Tariff tool to help manage farm electricity costs

Tariff tool to help manage farm electricity costs
May 4 2021

A new tool developed by CANEGROWERS is helping sugarcane growers make informed decisions about electricity tariffs for the coming financial year.

“Electricity is one of the biggest input costs for the 60% of Queensland’s sugarcane which is irrigated,” CANEGROWERS CEO Dan Galligan said. “An annual electricity bill for an average grower can be in the order of $22,000 to $28,000 with some bigger producers paying more than $50,000.
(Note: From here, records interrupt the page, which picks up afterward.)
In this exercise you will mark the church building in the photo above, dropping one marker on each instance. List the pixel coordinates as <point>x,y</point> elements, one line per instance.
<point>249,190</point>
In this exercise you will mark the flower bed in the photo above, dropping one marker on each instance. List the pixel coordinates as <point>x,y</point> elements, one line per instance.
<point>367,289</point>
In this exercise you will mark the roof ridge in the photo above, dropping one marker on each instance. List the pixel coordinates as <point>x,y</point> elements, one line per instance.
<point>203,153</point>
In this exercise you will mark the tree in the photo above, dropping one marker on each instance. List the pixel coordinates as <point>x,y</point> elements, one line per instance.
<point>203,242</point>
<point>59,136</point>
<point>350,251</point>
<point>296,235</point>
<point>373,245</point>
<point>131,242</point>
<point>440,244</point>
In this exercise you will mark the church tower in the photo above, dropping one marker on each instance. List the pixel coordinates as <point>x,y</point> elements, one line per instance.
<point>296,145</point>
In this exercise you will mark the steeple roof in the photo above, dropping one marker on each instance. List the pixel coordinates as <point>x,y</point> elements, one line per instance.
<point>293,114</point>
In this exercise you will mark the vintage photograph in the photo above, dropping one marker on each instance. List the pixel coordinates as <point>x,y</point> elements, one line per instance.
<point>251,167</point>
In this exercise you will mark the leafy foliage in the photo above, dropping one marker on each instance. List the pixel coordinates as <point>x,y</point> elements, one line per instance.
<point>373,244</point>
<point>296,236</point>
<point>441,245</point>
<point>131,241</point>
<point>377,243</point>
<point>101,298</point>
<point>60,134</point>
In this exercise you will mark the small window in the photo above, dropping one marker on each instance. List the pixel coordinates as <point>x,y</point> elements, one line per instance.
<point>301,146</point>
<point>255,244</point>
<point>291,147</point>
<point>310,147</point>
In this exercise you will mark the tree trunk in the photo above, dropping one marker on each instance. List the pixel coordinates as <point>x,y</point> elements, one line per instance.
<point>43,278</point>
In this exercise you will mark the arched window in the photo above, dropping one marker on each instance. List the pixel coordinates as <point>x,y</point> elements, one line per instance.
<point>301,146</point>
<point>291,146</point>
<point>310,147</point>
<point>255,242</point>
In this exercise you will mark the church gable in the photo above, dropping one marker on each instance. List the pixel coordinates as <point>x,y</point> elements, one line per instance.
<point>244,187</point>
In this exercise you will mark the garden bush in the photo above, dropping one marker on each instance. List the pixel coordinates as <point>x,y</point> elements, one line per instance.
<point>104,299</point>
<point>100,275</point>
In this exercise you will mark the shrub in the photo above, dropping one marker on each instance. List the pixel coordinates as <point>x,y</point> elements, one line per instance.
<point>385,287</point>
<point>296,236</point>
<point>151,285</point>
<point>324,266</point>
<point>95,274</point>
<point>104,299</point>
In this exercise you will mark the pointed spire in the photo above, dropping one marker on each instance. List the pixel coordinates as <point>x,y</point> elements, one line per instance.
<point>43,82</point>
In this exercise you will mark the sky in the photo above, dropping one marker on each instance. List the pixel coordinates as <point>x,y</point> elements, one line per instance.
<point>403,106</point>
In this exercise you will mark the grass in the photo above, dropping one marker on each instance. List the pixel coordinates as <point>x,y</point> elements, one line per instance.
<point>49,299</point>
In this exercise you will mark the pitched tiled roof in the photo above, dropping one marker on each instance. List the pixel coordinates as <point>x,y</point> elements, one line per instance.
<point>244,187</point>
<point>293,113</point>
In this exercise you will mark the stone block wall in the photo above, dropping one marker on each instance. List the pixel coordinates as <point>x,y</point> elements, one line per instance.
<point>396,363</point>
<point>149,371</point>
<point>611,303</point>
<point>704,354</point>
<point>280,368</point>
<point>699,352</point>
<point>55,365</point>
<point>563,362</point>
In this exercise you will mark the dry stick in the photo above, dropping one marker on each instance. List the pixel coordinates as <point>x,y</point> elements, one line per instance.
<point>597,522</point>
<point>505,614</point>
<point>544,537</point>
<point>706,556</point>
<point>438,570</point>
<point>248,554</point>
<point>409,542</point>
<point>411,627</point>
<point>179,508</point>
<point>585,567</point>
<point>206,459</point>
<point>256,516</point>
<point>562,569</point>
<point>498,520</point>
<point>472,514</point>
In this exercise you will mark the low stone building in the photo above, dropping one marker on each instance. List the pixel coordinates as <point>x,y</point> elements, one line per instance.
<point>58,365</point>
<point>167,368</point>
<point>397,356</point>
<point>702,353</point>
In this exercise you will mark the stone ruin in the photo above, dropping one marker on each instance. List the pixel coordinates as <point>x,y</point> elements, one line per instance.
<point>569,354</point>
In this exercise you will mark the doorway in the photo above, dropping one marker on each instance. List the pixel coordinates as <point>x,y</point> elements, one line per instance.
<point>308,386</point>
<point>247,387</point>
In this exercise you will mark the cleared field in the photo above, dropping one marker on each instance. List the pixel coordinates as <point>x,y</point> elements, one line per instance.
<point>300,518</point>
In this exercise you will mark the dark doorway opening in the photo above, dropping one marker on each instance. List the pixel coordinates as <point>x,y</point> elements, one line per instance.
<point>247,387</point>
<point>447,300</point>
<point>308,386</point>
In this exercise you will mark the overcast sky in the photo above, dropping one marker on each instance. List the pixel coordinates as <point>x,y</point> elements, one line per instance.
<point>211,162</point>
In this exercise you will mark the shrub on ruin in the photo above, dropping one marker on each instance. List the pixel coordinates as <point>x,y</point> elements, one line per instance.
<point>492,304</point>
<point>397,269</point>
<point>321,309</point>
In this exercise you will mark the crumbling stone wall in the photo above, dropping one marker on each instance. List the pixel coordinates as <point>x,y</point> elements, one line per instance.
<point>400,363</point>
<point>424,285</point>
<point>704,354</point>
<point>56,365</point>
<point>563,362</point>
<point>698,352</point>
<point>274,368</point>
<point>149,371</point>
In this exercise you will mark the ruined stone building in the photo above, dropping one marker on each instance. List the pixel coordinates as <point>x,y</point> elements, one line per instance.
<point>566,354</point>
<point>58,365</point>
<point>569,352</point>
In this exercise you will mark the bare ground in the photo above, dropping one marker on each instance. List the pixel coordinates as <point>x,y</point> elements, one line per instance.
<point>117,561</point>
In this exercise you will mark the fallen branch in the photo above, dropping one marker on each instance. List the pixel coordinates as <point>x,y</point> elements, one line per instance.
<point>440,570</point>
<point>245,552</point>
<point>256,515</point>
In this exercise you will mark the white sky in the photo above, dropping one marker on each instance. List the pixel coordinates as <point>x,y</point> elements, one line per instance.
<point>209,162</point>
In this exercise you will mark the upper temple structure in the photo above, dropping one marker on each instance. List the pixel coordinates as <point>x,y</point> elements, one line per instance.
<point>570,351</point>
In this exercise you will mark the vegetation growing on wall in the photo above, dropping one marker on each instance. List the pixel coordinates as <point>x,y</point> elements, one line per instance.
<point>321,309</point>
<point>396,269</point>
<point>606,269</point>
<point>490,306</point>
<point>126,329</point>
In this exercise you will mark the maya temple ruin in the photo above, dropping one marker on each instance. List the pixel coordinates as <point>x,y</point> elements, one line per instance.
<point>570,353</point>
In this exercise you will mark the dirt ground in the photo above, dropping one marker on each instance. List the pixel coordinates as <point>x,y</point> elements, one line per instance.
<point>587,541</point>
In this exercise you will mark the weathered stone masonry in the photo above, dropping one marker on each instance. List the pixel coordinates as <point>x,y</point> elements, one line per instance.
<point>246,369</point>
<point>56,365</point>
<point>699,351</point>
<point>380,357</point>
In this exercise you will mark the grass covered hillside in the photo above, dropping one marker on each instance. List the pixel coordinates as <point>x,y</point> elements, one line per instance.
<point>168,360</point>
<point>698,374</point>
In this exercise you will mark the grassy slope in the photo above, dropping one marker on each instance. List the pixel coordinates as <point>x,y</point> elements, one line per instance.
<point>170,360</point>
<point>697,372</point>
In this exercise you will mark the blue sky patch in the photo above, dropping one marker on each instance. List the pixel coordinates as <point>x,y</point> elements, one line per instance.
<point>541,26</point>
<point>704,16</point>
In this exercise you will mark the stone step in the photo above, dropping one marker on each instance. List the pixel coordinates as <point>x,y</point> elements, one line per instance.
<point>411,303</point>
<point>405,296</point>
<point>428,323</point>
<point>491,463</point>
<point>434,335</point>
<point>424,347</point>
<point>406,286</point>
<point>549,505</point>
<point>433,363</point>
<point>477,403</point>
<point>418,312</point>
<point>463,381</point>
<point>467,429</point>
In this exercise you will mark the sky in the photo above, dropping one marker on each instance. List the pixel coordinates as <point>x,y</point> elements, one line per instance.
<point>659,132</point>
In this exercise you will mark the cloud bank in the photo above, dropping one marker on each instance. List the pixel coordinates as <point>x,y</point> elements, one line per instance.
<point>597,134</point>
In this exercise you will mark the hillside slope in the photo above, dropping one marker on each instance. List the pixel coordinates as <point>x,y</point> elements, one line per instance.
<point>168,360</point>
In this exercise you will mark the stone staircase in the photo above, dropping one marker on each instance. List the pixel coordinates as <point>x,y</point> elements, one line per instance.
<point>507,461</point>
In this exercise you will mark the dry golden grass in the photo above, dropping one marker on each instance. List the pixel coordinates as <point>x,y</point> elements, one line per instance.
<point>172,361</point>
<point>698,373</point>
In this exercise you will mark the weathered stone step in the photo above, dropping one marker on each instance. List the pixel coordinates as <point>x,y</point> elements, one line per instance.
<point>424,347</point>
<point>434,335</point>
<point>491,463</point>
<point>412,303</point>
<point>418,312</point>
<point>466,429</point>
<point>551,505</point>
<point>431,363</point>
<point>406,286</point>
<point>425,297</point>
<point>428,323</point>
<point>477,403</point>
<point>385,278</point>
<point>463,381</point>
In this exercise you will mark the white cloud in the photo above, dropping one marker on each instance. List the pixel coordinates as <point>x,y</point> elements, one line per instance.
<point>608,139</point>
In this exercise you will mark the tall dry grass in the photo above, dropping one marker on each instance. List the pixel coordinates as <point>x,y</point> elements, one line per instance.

“While continuing to urge the regulators and network operators to resolve underlying structural issues which are keeping prices high, CANEGROWERS has also been advocating for more cost-effective tariff options and we hope this tool can assist growers make informed decisions from what is available in regional Queensland."

The spreadsheet tool is based on the Queensland Competition Authority (QCA) draft price determinations for 2021-22 and is available to Members on the CANEGROWERS website - CLICK HERE.

“Using an individual farm’s pumping equipment and how it’s used, the tool will calculate the best pricing option for a grower, hopefully so they can maximise the crop benefit of every dollar they spend on electricity,” Mr Galligan said.

“We’ve made the tool available ahead of the QCA’s final determination on prices. If we wait for the pricing to be confirmed, early in June, growers will have to make rushed decisions for the 2021-22 year.”

For sugarcane growers using less than 100MWh per year on irrigation, there can be significant savings to be achieved by actively looking at the electricity tariffs available.

For example, based on the prices contained in the QCA draft and depending on usage patterns, irrigators presently using T62, T65 or T66 could make significant cost savings by switching to T20 rather than using the new limited access obsolete tariffs (T62A, T65A and T66A). 

“Through CANEGROWERS solutions-focused advocacy, and with the valuable assistance of growers involved in a trial, there is now a new tariff option for growers able to work with the possibility that supply may be interrupted,” Mr Galligan said.

While there may be a cost of upgrading meters in changing to T34, the electricity cost savings that follow could see a payback period for this investment of just two years. For some the payback period may be shorter.

“While the tariffs for 2021-22 are not yet finalised, I urge irrigators to prepare by accessing the tool and putting their own usage information into it to consider what tariff option may suit their business,” Mr Galligan said. “If you need assistance give your local CANEGROWERS office a call.”